West African Leaders Embrace U.S. Biotechnology
OUAGADOUGOU, Burkina Faso, June 22, 2004 (ENS) - The United States is encouraged by the commitment of African leaders at an agriculture conference to regional cooperation on policy, reform, economic growth and increased investment in agriculture, says Dr. J.B. Penn, U.S. under secretary for agriculture for farm and foreign agricultural services.
Penn spoke in Ouagadougou Monday at the opening session of the Ministerial Conference on Harnessing Science and Technology to Increase Agricultural Productivity in Africa: West African Perspectives. Penn led the U.S. delegation to the conference.
The first day of the three-day meeting focused on making the most of scarce water resources. Today, delegates will hear presentations on genetically modified crops.
Penn said more research should be directed to African staple crops such as cassava, cowpeas, sweet potato, millet, sorghum and value-added foods.
He also said there are more products, including products derived from biotechnology, coming from research in the developed world for use by producers in the developing world.
Penn said the conference supports current U.S. initiatives in Africa to end hunger, build trade capacity and provide access to adequate supplies of clean water to poor people.
In a video message to the ministers, U.S. Agriculture Secretary Ann Veneman reminded them that efforts engaging them at this conference were begun last year in Sacramento, California, at the Ministerial Conference and Expo on Agricultural Science and Technology.
"At that historic conference," Veneman said, "we explored ways to use science and technology to boost agricultural productivity in an environmentally sustainable way to reduce global hunger and poverty."
“One of the most powerful presentations at the Sacramento Ministerial was made by Dr. Norman Borlaug, often called the Father of the Green Revolution," Veneman said. "He talked about how increased agricultural productivity supports economic development, income growth, and political stability, and how technology will make the difference between feeding growing populations, and continued hunger and poverty."
"He challenged African ministers directly," Veneman reminded them, "and his comments really hit home when he said: 'You missed the Green Revolution. You cannot afford to miss the gene revolution.'"
She announced that several African researchers, policymakers, and university faculty will be funded for study under the new Norman Borlaug International Science and Technology Fellows Program. "They will work with U.S. universities, the U.S. Department of Agriculture, international research centers, and other U.S. government agencies, nonprofit institutions, and private companies," Veneman said.
Penn told delegates that eight African countries, including five from West Africa, were selected to be the first to submit proposals for supplemental aid from the Millennium Challenge Corporation.
"Agriculture should be an important component in these proposals," Penn said.
"By cultivating and applying our knowledge and by working together, we believe that the power of technology can be harvested to unleash the productive and economic potential here in Africa," he said.
Unlike countries in Southern Africa that have rejected U.S. genetically modified food aid, the four West African presidents who spoke on opening day said they welcome more research into new agricultural technologies, including biotechnology.
President of Burkina Faso Blaise Compaoré said he welcomed the parts of the conference that would focus on agricultural biotechnology. Compaoré said, "The third millennium will be the millennium of biotechnology."

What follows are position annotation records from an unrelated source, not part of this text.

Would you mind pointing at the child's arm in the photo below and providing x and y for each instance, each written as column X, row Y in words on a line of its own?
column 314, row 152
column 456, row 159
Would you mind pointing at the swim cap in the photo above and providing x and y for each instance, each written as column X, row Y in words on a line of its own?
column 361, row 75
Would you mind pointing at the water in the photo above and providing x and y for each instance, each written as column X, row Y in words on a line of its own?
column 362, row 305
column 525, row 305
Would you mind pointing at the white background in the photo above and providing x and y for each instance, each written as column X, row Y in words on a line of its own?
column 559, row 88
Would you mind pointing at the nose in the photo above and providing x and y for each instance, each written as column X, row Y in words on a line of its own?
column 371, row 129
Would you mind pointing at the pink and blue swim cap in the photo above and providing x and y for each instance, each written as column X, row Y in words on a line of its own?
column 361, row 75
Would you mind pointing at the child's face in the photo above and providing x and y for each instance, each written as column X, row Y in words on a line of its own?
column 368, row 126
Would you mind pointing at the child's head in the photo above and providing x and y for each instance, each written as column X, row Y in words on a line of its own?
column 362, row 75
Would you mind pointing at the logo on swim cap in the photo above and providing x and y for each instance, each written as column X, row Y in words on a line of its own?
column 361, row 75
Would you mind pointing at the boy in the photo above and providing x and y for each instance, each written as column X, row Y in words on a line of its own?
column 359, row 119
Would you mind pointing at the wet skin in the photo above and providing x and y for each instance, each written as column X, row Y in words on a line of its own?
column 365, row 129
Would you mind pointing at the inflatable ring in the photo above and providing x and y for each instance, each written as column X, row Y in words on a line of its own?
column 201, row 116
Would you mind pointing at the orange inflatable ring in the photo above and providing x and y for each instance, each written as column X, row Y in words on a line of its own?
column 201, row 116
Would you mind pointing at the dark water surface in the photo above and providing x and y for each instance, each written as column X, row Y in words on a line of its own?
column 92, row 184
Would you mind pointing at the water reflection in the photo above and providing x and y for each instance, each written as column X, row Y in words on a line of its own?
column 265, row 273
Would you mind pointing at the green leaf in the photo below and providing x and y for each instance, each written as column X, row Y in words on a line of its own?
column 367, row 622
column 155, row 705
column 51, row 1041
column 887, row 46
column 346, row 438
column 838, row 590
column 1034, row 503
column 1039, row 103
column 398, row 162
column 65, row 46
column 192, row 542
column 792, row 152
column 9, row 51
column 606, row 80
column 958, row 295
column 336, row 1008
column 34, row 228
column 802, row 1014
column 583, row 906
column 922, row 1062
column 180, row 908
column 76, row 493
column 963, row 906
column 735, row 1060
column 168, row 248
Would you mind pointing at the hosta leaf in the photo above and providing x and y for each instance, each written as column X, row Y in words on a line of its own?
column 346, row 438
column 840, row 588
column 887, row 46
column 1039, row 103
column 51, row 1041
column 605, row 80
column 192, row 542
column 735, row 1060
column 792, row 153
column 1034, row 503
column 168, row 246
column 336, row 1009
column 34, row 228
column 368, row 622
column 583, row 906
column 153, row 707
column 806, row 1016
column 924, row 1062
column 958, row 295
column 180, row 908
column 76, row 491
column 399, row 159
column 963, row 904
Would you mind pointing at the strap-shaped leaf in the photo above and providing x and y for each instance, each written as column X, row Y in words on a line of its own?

Participants at the opening session heard from Amandou Toumani Touré, President of Mali; Mamadou Tandjá, President of Niger and chairman of the West African Economic and Monetary Union, and John Kufuor, President of Ghana and chairman of the Economic Community of West African States.
More science should be directed to Africa's problems such as water resource management, soil degradation, deforestation and hunger in a population that is growing much faster than the continent's agricultural productivity, they said.
Officials of the U.S. Department of Agriculture (USDA) and the African Agricultural Technology Foundation Monday signed a Memorandum of Understanding to share and disseminate agricultural technologies to improve African production systems, increase food security, reduce poverty, expand agricultural trade and commerce on a sustainable basis, and provide new opportunities for African farmers. The agreement is expected to involve a variety of USDA agencies as specific technological needs are identified.